+269 Let $O$ be the origin. Points $P$ and $Q$ lie in the first quadrant. The slope of line segment $\overline{OP}$ is $4,$ and the slope of line segment $\overline{OQ}$ is $5.$ If $OP = OQ,$ then compute the slope of line segment $\overline{PQ}.$
Note: The point $(x,y)$ lies in the first quadrant if both $x$ and $y$ are positive.
+9664 Suppose P = (x, y). Since the slope of OP is 4, by slope formula, we have \(\dfrac{y - 0}{x - 0} = 4\), which means \(y = 4x\).
So, P = (x, 4x) for some x. By the same argument, Q = (w, 5w) for some w.
Now, we use the condition \(OP = OQ\) to find a connection between w and x. Using distance formula to calculate OP and OQ, we have
\(\sqrt{x^2 + (4x)^2} =\sqrt{w^2 + (5w)^2}\)
\(17x^2 = 26w^2\)
\(x = \sqrt{\dfrac{26}{17}}w\)
Now, the slope of PQ is \(\dfrac{5w - 4x}{w - x} = \dfrac{5w - 4\cdot \sqrt{\frac{26}{17}}w}{w - \sqrt{\frac{26}{17}} w} = \dfrac{5 \sqrt{17} - 4 \sqrt{26}}{\sqrt{17} - \sqrt{26}}\)

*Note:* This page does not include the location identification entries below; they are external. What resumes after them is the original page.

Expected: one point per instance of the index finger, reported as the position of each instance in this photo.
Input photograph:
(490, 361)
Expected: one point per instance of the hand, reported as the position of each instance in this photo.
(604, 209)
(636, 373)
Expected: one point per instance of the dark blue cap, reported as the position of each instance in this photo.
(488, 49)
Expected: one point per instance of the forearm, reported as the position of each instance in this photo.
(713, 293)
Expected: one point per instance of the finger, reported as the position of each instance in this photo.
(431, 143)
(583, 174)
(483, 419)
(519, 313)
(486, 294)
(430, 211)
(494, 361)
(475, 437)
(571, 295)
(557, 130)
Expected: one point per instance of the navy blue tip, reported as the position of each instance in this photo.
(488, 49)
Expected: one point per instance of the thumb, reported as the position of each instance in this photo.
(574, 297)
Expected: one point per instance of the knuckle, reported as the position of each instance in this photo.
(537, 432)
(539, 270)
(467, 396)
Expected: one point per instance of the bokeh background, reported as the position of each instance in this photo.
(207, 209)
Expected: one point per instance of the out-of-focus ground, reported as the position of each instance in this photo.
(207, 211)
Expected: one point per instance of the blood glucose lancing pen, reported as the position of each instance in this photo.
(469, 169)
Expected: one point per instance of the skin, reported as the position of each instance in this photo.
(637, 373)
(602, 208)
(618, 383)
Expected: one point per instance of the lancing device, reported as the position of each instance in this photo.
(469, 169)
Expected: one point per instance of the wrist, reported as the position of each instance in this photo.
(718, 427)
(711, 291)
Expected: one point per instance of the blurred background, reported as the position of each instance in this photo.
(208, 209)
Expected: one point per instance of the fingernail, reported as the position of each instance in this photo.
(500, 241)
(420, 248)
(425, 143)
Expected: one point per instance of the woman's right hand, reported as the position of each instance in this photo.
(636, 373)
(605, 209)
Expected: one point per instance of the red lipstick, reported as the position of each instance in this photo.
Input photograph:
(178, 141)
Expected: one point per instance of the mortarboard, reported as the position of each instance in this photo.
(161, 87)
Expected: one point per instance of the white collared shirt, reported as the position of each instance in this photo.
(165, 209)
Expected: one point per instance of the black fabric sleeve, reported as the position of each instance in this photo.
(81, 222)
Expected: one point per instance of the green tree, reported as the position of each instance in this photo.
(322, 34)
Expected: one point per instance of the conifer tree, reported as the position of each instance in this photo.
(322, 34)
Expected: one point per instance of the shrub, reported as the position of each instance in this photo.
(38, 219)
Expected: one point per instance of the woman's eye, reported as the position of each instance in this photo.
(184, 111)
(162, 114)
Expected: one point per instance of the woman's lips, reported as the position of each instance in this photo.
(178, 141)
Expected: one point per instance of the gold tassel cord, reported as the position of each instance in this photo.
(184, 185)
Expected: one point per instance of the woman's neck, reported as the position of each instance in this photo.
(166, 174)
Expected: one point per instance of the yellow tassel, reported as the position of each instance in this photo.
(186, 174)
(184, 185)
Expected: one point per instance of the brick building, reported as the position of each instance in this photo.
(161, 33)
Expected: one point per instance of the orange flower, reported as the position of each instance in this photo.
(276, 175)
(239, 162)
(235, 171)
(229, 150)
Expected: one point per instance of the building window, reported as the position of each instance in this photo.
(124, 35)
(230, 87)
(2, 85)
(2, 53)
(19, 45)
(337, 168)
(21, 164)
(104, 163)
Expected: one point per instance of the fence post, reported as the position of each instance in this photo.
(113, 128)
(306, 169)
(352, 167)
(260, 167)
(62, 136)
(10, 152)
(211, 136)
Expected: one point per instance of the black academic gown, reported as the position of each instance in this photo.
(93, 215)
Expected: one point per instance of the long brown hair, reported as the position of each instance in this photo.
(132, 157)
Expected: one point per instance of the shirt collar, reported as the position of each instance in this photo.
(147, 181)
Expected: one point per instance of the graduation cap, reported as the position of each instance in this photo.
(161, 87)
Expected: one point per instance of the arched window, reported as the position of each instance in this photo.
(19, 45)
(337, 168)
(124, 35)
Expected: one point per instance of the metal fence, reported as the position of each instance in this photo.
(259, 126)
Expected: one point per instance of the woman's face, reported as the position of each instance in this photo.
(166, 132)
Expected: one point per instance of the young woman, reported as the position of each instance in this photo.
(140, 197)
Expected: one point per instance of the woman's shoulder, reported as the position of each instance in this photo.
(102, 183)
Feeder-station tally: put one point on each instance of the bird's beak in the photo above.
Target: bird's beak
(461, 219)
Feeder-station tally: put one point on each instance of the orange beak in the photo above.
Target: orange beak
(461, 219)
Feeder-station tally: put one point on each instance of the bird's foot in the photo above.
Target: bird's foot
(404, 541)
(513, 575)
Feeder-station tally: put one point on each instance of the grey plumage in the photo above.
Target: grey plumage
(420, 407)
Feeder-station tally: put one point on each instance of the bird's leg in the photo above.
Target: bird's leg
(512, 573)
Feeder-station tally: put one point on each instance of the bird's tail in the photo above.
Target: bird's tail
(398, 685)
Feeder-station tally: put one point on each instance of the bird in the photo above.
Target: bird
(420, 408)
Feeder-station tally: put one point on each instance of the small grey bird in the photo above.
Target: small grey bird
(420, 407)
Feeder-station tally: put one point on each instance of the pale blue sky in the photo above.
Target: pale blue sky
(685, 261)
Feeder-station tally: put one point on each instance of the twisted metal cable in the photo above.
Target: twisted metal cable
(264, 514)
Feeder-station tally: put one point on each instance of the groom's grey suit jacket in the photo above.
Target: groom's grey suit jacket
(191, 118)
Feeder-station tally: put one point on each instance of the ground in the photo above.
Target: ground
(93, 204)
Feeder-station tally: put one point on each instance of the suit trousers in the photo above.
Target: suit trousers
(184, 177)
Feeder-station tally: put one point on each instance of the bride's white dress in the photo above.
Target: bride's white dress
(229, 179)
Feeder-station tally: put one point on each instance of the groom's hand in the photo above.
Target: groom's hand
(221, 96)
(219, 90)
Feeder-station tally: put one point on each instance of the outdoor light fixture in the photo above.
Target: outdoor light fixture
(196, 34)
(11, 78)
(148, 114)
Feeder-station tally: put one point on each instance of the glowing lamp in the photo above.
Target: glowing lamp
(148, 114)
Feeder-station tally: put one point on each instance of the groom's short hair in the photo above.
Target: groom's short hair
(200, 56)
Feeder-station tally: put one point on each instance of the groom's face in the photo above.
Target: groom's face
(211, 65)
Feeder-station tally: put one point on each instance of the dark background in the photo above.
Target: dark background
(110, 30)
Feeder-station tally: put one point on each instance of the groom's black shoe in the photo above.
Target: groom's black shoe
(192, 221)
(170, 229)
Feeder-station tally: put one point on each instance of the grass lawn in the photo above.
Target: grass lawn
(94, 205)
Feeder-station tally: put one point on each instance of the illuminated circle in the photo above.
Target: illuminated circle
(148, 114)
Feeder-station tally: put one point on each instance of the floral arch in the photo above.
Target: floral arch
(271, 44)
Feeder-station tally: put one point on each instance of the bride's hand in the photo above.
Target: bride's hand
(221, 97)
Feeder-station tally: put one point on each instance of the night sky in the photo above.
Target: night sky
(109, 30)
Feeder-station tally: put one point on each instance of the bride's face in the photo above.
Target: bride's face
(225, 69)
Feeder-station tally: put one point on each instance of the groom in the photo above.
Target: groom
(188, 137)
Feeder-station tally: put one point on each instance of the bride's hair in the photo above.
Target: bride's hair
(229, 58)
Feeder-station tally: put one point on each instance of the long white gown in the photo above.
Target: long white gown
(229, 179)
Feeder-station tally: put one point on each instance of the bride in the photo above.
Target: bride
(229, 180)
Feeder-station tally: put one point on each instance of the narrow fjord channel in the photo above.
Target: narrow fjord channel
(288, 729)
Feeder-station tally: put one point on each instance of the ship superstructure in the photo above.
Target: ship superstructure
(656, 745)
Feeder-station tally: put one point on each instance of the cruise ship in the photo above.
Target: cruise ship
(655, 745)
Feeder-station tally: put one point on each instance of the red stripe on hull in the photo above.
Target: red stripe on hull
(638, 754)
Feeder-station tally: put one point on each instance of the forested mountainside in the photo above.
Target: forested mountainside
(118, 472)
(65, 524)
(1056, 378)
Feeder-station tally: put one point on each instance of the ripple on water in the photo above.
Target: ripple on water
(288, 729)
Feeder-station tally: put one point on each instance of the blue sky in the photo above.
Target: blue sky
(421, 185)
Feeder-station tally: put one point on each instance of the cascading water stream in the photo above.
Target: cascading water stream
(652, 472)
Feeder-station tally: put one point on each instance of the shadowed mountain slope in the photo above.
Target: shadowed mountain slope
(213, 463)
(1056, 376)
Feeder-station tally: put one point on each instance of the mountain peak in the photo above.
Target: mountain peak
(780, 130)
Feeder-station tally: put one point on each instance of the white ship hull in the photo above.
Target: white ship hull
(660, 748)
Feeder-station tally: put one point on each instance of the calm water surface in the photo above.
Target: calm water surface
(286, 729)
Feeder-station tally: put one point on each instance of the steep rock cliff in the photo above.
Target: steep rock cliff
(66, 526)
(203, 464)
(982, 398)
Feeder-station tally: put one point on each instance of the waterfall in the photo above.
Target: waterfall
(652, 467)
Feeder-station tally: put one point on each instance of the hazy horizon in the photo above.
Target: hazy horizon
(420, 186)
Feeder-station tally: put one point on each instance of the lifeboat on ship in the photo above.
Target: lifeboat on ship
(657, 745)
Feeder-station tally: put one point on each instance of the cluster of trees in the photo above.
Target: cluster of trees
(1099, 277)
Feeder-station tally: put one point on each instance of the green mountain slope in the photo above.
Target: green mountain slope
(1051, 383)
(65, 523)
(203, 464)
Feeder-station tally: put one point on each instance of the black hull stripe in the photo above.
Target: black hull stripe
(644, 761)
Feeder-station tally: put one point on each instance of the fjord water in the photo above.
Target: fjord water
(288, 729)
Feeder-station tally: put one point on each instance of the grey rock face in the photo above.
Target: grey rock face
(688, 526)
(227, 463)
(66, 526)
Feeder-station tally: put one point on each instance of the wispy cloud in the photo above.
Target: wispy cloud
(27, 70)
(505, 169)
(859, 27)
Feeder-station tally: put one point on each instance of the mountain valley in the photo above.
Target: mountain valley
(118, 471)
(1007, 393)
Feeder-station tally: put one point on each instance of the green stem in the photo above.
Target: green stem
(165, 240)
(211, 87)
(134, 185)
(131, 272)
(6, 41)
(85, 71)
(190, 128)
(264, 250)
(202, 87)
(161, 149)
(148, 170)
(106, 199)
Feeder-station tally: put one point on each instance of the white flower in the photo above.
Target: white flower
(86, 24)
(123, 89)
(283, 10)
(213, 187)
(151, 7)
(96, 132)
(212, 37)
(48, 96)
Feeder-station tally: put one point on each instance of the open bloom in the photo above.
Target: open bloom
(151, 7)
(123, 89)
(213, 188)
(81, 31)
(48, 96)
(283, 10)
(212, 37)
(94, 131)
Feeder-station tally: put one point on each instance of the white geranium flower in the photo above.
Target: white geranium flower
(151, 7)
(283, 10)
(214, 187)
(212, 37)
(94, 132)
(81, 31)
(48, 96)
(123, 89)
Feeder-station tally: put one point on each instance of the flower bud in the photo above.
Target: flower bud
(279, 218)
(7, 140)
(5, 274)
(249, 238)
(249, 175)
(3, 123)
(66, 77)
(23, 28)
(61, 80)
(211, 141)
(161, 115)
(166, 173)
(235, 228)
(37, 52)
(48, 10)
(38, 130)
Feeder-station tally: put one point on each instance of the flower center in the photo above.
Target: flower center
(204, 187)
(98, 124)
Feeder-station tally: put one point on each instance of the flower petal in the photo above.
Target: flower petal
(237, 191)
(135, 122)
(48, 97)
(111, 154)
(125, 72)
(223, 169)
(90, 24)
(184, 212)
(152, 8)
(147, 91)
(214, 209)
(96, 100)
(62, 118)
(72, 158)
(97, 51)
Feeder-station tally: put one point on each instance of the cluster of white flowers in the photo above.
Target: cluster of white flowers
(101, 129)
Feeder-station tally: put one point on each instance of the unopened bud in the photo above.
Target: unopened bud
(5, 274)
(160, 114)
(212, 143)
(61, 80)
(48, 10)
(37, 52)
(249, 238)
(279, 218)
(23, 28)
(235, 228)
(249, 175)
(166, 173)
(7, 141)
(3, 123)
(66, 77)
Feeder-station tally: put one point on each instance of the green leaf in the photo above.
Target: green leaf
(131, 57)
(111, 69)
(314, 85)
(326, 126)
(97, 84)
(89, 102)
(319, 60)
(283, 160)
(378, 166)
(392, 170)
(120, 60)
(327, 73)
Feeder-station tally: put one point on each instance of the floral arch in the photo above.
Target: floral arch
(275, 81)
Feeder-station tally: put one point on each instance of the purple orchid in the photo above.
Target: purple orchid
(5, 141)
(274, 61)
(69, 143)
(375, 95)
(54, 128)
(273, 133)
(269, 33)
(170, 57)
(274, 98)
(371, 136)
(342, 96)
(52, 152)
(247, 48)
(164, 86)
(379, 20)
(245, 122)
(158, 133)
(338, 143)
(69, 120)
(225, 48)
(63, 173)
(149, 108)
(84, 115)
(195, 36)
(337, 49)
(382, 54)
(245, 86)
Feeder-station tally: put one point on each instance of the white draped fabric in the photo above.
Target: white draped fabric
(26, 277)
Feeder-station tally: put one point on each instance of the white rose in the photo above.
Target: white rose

Rationalizing gives \(m_{PQ} = \dfrac{(5 \sqrt{17} - 4\sqrt{26})(\sqrt{17} + \sqrt{26})}{17 - 26} = \dfrac{-19 + \sqrt{442}}{-9} = \dfrac{19 - \sqrt{442}}9\).
If you just need an approximate value, \(\dfrac{19 - \sqrt{442}}{9} \approx -0.2249\).